Dans ses premières décennies, La Jaune et la Rouge était une revue en noir et blanc, avec peu de photos. Pour la couverture, les éditeurs choisissaient des vues de l’École et du Quartier latin, ou des gravures anciennes retraçant des moments de l’histoire polytechnicienne.
La revue des X dans la France gaullienne
Entre 1959 et 1963, le répertoire s’ouvre aux grandes réalisations techniques contemporaines : transports, ouvrages d’art, architecture, usines de pointe – réalisations emblématiques de la France gaullienne, portées à l’honneur des polytechniciens qui peuplent ses administrations et ses entreprises. L’on revient ensuite à une couverture austère qui prévaudra pendant dix ans. Les débats du temps trouvent leur place dans La J&R : essor de la science économique, problèmes du logement, modernisation de l’industrie, etc. La J&R se fait également l’écho des débats sur l’École, notamment : évolution des classes préparatoires, organisation des enseignements, débouchés (botte recherche). En décembre 1968, elle publie un numéro spécial qui reproduit le rapport Lhermitte, un ensemble de propositions issues des débats internes pendant Mai 1968.
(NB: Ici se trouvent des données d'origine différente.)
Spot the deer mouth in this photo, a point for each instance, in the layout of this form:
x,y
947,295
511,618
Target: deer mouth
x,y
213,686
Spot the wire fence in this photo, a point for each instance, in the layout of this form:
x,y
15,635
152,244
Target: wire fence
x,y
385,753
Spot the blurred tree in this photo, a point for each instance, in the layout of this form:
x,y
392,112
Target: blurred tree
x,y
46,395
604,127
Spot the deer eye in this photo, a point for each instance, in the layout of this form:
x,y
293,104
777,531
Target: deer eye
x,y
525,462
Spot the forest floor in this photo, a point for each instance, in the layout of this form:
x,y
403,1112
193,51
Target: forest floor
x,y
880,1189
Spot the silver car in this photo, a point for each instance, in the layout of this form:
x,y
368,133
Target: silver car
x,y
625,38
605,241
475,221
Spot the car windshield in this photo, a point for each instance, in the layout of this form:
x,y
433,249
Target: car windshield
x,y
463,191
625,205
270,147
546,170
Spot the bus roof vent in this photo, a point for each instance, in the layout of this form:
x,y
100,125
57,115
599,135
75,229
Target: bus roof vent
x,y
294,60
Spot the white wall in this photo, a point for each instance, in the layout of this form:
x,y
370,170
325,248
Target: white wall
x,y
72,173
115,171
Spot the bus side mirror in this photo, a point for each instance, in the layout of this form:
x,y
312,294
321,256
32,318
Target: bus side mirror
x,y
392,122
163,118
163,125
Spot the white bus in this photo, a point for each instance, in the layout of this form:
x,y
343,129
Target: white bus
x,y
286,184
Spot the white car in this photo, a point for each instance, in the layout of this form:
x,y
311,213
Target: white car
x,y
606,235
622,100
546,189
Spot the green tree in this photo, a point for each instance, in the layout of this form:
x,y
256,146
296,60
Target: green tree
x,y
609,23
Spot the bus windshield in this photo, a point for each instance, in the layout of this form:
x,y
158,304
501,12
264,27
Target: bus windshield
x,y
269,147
Le projet de transfert de l’École
Cependant, la grande affaire est celle du transfert hors de Paris. Décidé par le gouvernement en 1961, ce transfert est lié à la fois à la politique d’aménagement du territoire et à un besoin de locaux pour accueillir des laboratoires, des salles de TP, des équipements sportifs, et des promotions de taille accrue. À la même époque en effet, il est décidé de porter les promotions de 300 à 400 élèves.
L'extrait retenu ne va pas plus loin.